Release date: August 2, 2017

Highlights

  • In 2016, 7 in 10 children aged 0 to 14 (69.7%) were living with both of their biological or adoptive parents and without stepsiblings or half‑siblings.
  • In 2016, close to 2 in 10 children aged 0 to 14 (19.2%) were part of a lone‑parent family, and 1 in 10 (9.8%) was part of a stepfamily. A small share of children (1.4%) were living without their parents.
  • The age of the child matters. In 2016, one in five children younger than 1 year old (20.7%) was living in a lone‑parent family, in a stepfamily or without their parents, a share that increased to more than one in three children among those aged 10 to 14 (36.2%).
  • The share of children living in a lone‑parent family, in a stepfamily or without their parents was higher in the territories, Nova Scotia and New Brunswick.
  • The 2016 Census enumerated 28,030 foster children aged 0 to 14.

Introduction

“Stepmom” or “stepdad,” “stepbrother” or “half‑sister,” “my mom’s boyfriend” or “my dad’s place”—these are words that many Canadian children use on a daily basis at home or at school.

Lone‑parent families and stepfamilies—created following the death of a parent, a separation or a divorce—are not new phenomena. However, these families are more frequent and more diverse than before. For example, an increasing share of children are living in a lone‑parent family with their father, a situation that was less common a few decades ago.

The family life of children may have a direct impact on their health; their economic, social and emotional well‑being; and on their life course in the long run.Note 1 For example, family life during childhood may affect the long‑term relationship between children and their parents, particularly when the parents are older and need support themselves. Children living in lone‑parent families or stepfamilies may also have a greater need for some services (childcare, for example) and may be more exposed to certain situations, such as living in a low‑income family.

This article based on the 2016 Census looks at children aged 0 to 14 in Canada according to the structure of their immediate family—that is, whether they live with their two parents, with only one parent, in a stepfamily, or without their parents but still in a family living arrangement. It also presents some trends by age of children, as well as regional variations.

Figure 1 Overview of children’s family situations in private households, Canada, 2016

Description for Figure 1

Figure 1 presents the different family situations of all children in Canada aged 0 to 14 who are living in private households. The total population is broken down into those children who are living with at least one biological or adoptive parent and those children who are not living with their parents.

Children who are living with at least one biological or adoptive parent are separated into three categories: children living with two biological or adoptive parents, children living with one biological or adoptive parent and one step‑parent, and children living with one parent in a lone‑parent family.

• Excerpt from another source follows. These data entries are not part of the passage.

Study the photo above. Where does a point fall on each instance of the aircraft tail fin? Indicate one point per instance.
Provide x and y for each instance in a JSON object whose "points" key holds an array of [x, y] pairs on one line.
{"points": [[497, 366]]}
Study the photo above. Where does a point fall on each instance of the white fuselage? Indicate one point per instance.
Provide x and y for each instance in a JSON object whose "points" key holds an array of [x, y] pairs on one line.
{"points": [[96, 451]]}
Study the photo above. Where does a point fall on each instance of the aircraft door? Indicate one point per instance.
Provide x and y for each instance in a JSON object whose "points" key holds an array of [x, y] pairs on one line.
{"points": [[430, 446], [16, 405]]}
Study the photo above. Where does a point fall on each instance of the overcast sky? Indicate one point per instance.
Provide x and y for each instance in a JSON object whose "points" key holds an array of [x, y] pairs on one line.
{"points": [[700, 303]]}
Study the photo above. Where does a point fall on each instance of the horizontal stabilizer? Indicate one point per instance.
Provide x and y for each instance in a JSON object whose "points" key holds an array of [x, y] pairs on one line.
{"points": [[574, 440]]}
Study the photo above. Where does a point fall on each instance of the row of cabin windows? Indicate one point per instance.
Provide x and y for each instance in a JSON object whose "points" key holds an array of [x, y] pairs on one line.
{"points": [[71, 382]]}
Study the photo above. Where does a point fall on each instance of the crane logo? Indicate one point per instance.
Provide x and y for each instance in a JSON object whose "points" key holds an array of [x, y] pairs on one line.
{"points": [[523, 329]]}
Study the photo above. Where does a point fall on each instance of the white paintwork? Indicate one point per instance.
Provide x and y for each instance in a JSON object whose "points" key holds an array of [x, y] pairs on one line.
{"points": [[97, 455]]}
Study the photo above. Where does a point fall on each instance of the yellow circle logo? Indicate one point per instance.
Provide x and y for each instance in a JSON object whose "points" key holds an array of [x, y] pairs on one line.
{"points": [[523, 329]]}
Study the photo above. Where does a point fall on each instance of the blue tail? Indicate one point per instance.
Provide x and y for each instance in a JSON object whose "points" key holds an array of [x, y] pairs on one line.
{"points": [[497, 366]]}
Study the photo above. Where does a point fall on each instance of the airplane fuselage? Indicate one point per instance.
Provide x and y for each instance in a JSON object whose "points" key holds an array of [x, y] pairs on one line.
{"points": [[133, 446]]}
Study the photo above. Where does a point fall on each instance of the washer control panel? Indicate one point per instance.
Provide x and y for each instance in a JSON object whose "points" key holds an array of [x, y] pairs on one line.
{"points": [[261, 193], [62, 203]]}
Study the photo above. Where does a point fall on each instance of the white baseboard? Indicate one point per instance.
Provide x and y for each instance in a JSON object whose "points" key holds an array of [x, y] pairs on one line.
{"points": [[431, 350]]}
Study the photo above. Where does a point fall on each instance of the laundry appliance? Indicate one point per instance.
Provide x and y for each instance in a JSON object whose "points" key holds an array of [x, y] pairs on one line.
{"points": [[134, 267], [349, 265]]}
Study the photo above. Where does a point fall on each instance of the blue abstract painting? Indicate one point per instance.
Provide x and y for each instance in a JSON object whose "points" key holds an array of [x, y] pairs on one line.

Those children who are living with two biological or adoptive parents can either be living in an intact two‑parent family or in a complex stepfamily. An intact two‑parent family is a two‑parent family that is not a stepfamily. A complex stepfamily is a stepfamily in which the child lives with their two biological or adoptive parents and half‑siblings.

Families where the child is living with one biological or adoptive parent and one step‑parent are further broken down into a simple stepfamily in which there are no half‑ or stepsiblings or a complex stepfamily, where a child is living with half‑ or stepsiblings.

Children who are living with one parent in a lone‑parent family are either living with a female lone parent or a male lone parent.

There are three different family situations for children who are not living with their parents. They may be living with their grandparents, living with other relatives (such as aunts, uncles, or siblings), or they may be foster children living in a private household.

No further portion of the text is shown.